St. Bernard Parish officials on Tuesday set the stage for a clash between the Parish Council and President David Peralta over the firm that provides technology services to the parish.
A council vote is expected before the end of the week on an ordinance that would require Peralta to end the firm’s contract. If it passes, as seems likely, the first-term parish leader promises to veto it.
The council called a public hearing on the measure during its regular meeting Tuesday. However, no one showed up to discuss the ordinance, which would require Peralta to end the parish’s contract with ParaTech LLC, a technology services firm headquartered in Jefferson Parish. The deal has been in effect since early 2014.
The council is expected to vote on the ordinance during a special meeting Friday. In an interview after Tuesday’s meeting, Peralta said he will veto the measure if it passes. The council could override the veto with a vote of at least five of its seven members.
ParaTech’s relationship with the parish spilled over into the courtroom last year.
The 2014 contract said the company was to “perform all necessary technology professional services.” But the Parish Council refused to use the company to handle its email system.
Last fall, the council told ParaTech it intended to hire another company to set up its own email system. ParaTech countered with a lawsuit saying the council’s action breached its contract.
ParaTech’s lawsuit quoted Council Chairman Guy McInnis as describing ParaTech owner Richard Perniciaro as “Dave’s guy” and saying the firm “could not be trusted to keep the council’s technology information private and away from the office of the parish president.”
Peralta said Tuesday he reached a settlement with ParaTech this week over the lawsuit, a resolution that stipulates the firm will drop its lawsuit with no money changing hands and with the understanding that the council can use its own technology firm.

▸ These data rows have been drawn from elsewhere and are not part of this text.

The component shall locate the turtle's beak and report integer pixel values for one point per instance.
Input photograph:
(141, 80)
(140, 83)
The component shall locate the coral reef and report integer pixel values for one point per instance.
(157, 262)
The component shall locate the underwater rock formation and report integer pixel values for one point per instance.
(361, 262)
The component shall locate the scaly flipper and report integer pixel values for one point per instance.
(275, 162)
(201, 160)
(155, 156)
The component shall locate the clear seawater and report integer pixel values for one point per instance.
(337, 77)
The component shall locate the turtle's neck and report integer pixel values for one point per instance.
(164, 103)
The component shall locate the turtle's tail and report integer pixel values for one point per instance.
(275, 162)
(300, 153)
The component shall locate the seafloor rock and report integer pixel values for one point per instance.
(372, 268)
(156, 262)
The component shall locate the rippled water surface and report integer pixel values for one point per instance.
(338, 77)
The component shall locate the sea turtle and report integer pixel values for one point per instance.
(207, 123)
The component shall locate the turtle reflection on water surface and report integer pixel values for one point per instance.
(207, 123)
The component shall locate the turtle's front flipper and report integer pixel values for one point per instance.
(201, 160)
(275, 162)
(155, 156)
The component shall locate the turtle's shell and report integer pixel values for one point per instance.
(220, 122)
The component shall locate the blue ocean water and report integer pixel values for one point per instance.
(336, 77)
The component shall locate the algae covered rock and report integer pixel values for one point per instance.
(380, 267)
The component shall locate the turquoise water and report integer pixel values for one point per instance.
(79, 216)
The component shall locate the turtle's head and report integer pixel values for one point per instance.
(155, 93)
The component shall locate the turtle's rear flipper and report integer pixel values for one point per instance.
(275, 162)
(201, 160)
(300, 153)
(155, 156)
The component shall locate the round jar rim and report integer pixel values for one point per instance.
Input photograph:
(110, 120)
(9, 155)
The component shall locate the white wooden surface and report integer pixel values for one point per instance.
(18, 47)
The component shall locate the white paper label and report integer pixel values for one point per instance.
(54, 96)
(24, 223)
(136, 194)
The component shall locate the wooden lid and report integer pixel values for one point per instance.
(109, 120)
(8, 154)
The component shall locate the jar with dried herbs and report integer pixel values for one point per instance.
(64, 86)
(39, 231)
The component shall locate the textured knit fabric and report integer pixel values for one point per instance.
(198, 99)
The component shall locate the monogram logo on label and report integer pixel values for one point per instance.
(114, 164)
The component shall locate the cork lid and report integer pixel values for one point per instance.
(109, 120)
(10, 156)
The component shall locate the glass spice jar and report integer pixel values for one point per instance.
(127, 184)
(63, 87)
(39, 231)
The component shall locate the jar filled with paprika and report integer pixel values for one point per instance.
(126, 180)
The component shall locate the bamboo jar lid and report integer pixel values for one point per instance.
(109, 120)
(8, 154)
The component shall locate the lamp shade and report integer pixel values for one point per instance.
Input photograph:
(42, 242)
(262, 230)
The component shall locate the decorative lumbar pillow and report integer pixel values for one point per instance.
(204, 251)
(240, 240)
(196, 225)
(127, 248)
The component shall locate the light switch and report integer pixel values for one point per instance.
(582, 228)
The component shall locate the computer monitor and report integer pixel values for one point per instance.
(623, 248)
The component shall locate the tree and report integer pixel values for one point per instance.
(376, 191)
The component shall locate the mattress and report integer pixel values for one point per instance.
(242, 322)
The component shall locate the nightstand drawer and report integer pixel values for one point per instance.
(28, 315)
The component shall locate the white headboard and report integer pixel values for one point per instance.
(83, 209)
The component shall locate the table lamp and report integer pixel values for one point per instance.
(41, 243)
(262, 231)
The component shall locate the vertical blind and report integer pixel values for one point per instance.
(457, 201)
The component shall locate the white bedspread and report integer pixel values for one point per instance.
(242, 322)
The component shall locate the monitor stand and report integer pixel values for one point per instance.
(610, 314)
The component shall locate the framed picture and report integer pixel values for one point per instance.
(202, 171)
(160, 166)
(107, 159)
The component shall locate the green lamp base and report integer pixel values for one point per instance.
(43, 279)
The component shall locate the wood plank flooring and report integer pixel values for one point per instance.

As a result, Peralta said, the firm will not service the council’s computers or servers.
“We’re not going to be involved in it,” he said. “They want that separation, and I think they’re entitled to that separation.”
As for the ordinance, Peralta insisted that the council would be overstepping its bounds by directing him to terminate the ParaTech contract.
After prosecutors with the Louisiana Attorney General’s Office indicated in court earlier this year that Peralta — who faces criminal charges in two jurisdictions — may not be the only person targeted by a grand jury that has met repeatedly in St. Bernard in recent months, observers have speculated that the probe may involve Perniciaro or other ParaTech employees.
Several ParaTech employees have been seen entering or leaving the grand jury room at 34th Judicial District Court in Chalmette.
Earlier this year, the parish hired two technology consultants, including ParaTech, to audit the job performance of Jeffrey Brannon, St. Bernard’s technology director, who is widely expected to testify against Peralta at a criminal trial.
ParaTech offered a scathing review of Brannon’s work and alleged that he copied Peralta’s emails, presumably for state investigators. However, some parish observers dismissed its findings as an attempt by Peralta to raise questions about Brannon’s credibility before the trial.